Les premières lignes de la contribution
Une parmi d’autres
Choisir sa vocation chrétienne
   
« Nous avons considéré l’exemple que le Christ Notre Seigneur nous a donné du premier état, l’observation des commandements, quand il vivait dans l’obéissance à ses parents ; ainsi que du second, la perfection évangélique quand il demeura au Temple, laissant son père adoptif et sa mère selon la chair, pour se vouer au pur service de son Père éternel. Nous allons maintenant commencer, tout en contemplant sa vie, à rechercher et à demander en quelle vie ou en quel état sa divine Majesté nous veut à son service. Pour cela, en guise d’introduction, nous verrons dans le prochain exercice l’intention du Christ Notre Seigneur, et inversement celle de l’ennemi de la nature humaine, ainsi que la manière de nous disposer pour arriver à la perfection en quelque état ou en quelque vie que Dieu notre Seigneur propose à notre choix ». Pour la plupart des chrétiens, le choix d’une forme concrète d’existence, ou d’un « état de vie », naît d’une réponse progressive aux appels de la vie, à travers des circonstances et des rencontres où Dieu parle et ne se découvre bien souvent qu’après coup... Vient bien sûr un moment où il faut consentir à cet appel, et s’engager ; mais cette adhésion positive à quelqu’un, et à une forme de vie, ne se pose alors que rarement en termes de choix entre diverses vocations chrétiennes.

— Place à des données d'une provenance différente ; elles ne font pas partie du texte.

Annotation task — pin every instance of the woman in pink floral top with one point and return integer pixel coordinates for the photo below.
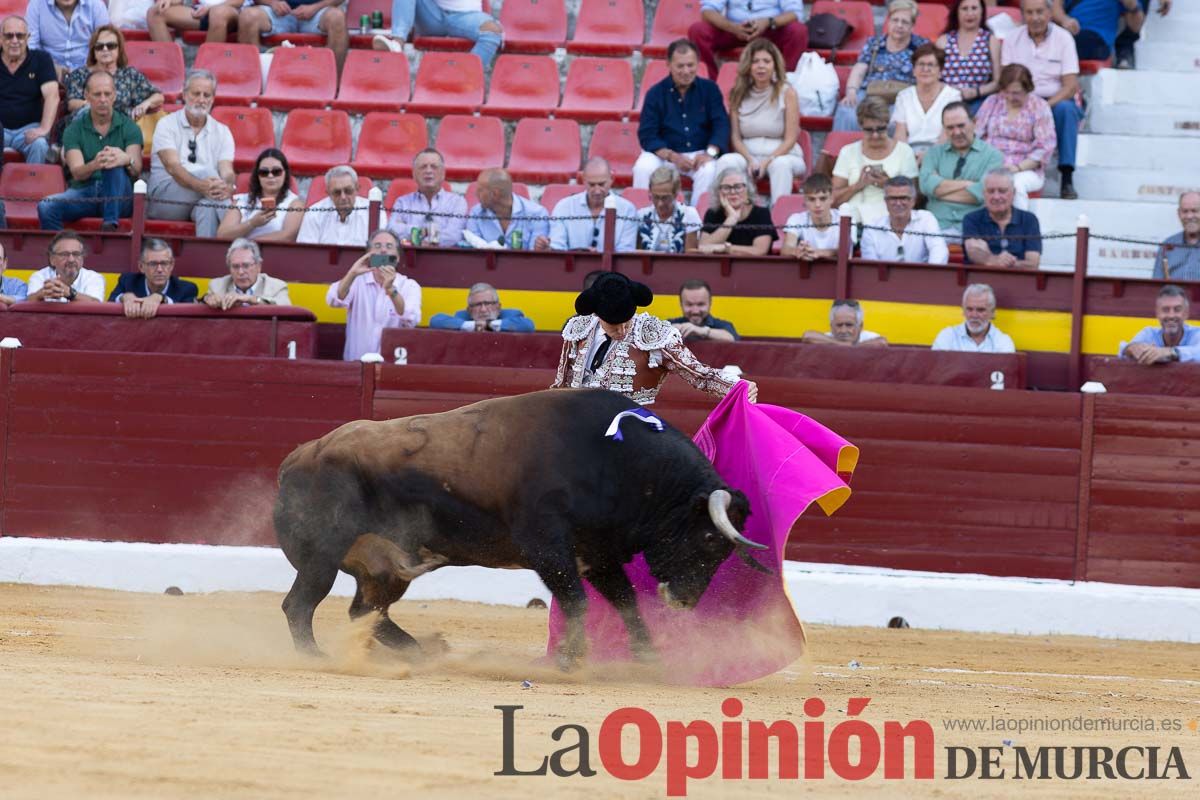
(1020, 125)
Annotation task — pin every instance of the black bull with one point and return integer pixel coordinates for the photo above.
(527, 481)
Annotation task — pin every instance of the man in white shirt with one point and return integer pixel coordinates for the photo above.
(904, 234)
(977, 334)
(845, 328)
(342, 217)
(577, 220)
(66, 280)
(191, 167)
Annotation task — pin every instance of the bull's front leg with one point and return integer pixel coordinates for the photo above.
(613, 584)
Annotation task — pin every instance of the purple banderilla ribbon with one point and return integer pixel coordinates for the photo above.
(642, 414)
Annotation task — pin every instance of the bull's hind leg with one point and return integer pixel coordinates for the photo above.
(373, 596)
(311, 587)
(613, 585)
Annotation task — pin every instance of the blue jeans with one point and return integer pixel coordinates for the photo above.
(1067, 116)
(79, 203)
(432, 20)
(34, 152)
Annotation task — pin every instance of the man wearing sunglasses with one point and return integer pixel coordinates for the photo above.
(577, 220)
(191, 162)
(29, 92)
(952, 173)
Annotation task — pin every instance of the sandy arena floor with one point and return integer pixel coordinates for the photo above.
(150, 696)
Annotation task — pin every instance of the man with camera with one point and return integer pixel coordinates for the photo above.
(375, 295)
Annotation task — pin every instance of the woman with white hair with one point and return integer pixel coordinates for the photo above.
(733, 223)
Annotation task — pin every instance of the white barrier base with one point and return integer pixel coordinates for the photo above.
(822, 593)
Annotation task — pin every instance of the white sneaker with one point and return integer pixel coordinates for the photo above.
(382, 42)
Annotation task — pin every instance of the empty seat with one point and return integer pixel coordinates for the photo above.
(522, 85)
(316, 140)
(671, 22)
(598, 89)
(253, 131)
(617, 143)
(471, 144)
(858, 14)
(448, 83)
(388, 143)
(162, 62)
(545, 151)
(373, 82)
(533, 25)
(300, 77)
(609, 28)
(556, 192)
(21, 180)
(472, 192)
(317, 191)
(237, 68)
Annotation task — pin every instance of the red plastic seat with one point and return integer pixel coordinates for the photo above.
(253, 131)
(616, 143)
(317, 191)
(784, 208)
(838, 139)
(671, 22)
(316, 140)
(598, 89)
(522, 85)
(373, 82)
(300, 77)
(609, 28)
(28, 181)
(556, 192)
(448, 83)
(545, 151)
(389, 142)
(238, 71)
(858, 14)
(162, 62)
(472, 193)
(471, 144)
(533, 25)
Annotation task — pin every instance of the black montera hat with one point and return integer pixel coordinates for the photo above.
(613, 298)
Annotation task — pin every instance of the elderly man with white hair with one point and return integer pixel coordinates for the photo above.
(341, 217)
(977, 334)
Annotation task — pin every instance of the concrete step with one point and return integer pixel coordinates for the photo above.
(1137, 185)
(1137, 152)
(1143, 221)
(1145, 121)
(1146, 88)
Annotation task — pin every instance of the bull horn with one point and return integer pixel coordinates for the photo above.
(718, 510)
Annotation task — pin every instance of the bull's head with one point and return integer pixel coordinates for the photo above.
(684, 561)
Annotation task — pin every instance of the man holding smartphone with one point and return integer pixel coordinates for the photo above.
(375, 295)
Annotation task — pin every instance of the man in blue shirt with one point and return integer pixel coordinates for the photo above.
(999, 234)
(484, 313)
(683, 122)
(505, 217)
(269, 17)
(726, 24)
(1174, 340)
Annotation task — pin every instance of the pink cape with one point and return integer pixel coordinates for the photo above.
(744, 626)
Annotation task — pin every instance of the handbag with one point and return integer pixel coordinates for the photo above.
(885, 90)
(827, 31)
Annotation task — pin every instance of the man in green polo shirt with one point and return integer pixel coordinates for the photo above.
(103, 152)
(952, 173)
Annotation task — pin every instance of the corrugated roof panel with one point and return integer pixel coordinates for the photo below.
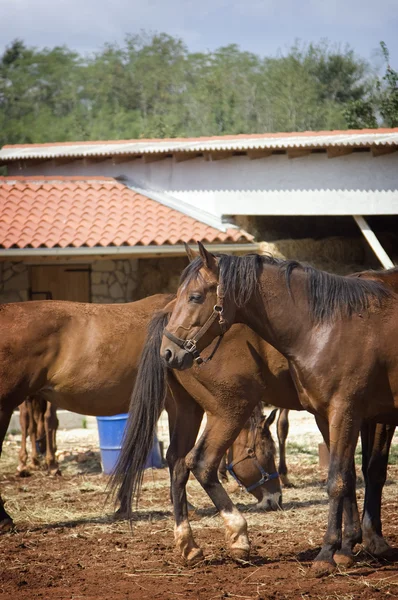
(274, 141)
(94, 212)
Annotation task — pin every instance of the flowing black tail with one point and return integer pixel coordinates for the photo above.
(146, 404)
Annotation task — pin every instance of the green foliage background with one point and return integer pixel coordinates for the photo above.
(152, 86)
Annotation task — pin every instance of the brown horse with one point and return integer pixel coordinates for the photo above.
(339, 335)
(244, 369)
(38, 419)
(84, 358)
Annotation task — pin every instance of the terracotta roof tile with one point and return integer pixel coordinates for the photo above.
(97, 211)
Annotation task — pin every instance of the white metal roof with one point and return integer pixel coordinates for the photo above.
(272, 141)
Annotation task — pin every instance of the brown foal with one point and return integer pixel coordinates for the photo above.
(339, 335)
(84, 358)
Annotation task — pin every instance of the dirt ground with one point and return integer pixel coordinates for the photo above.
(68, 545)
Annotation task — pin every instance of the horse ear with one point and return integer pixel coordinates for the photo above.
(209, 260)
(271, 418)
(191, 253)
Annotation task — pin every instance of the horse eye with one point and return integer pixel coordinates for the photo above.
(195, 298)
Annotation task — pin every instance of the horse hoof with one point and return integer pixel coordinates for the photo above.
(240, 554)
(55, 472)
(322, 568)
(344, 560)
(379, 548)
(6, 525)
(23, 472)
(285, 481)
(194, 557)
(33, 466)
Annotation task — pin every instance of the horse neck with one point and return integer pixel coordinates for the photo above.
(281, 317)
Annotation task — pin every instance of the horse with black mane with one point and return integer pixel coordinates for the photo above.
(339, 335)
(246, 368)
(84, 358)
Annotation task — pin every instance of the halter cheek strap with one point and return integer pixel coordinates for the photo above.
(189, 345)
(264, 475)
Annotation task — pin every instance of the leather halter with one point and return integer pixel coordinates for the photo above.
(189, 345)
(264, 475)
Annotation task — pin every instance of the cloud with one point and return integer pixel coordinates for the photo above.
(260, 26)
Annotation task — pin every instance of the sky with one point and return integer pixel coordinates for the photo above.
(264, 27)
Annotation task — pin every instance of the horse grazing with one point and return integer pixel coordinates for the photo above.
(84, 358)
(339, 335)
(38, 419)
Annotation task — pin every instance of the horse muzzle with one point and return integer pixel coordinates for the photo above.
(176, 358)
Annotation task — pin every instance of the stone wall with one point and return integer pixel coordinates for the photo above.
(114, 281)
(159, 275)
(14, 282)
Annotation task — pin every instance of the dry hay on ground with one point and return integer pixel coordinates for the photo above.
(68, 544)
(335, 254)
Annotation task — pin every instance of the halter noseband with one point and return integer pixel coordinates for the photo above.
(264, 475)
(189, 345)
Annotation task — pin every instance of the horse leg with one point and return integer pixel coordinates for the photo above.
(35, 416)
(186, 417)
(282, 429)
(203, 460)
(344, 429)
(23, 421)
(6, 522)
(222, 469)
(352, 535)
(51, 426)
(376, 442)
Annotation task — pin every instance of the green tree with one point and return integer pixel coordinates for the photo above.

Tel est le cas le plus fréquent pour ceux qui s’engagent dans la voie du mariage : ils ont rarement envisagé comme réellement possible pour eux une autre éventualité. Est-il alors nécessaire, utile, éclairant, pour mieux découvrir et recevoir sa propre vocation, d’avoir bien considéré les autres ? D’avoir effectivement « choisi » ?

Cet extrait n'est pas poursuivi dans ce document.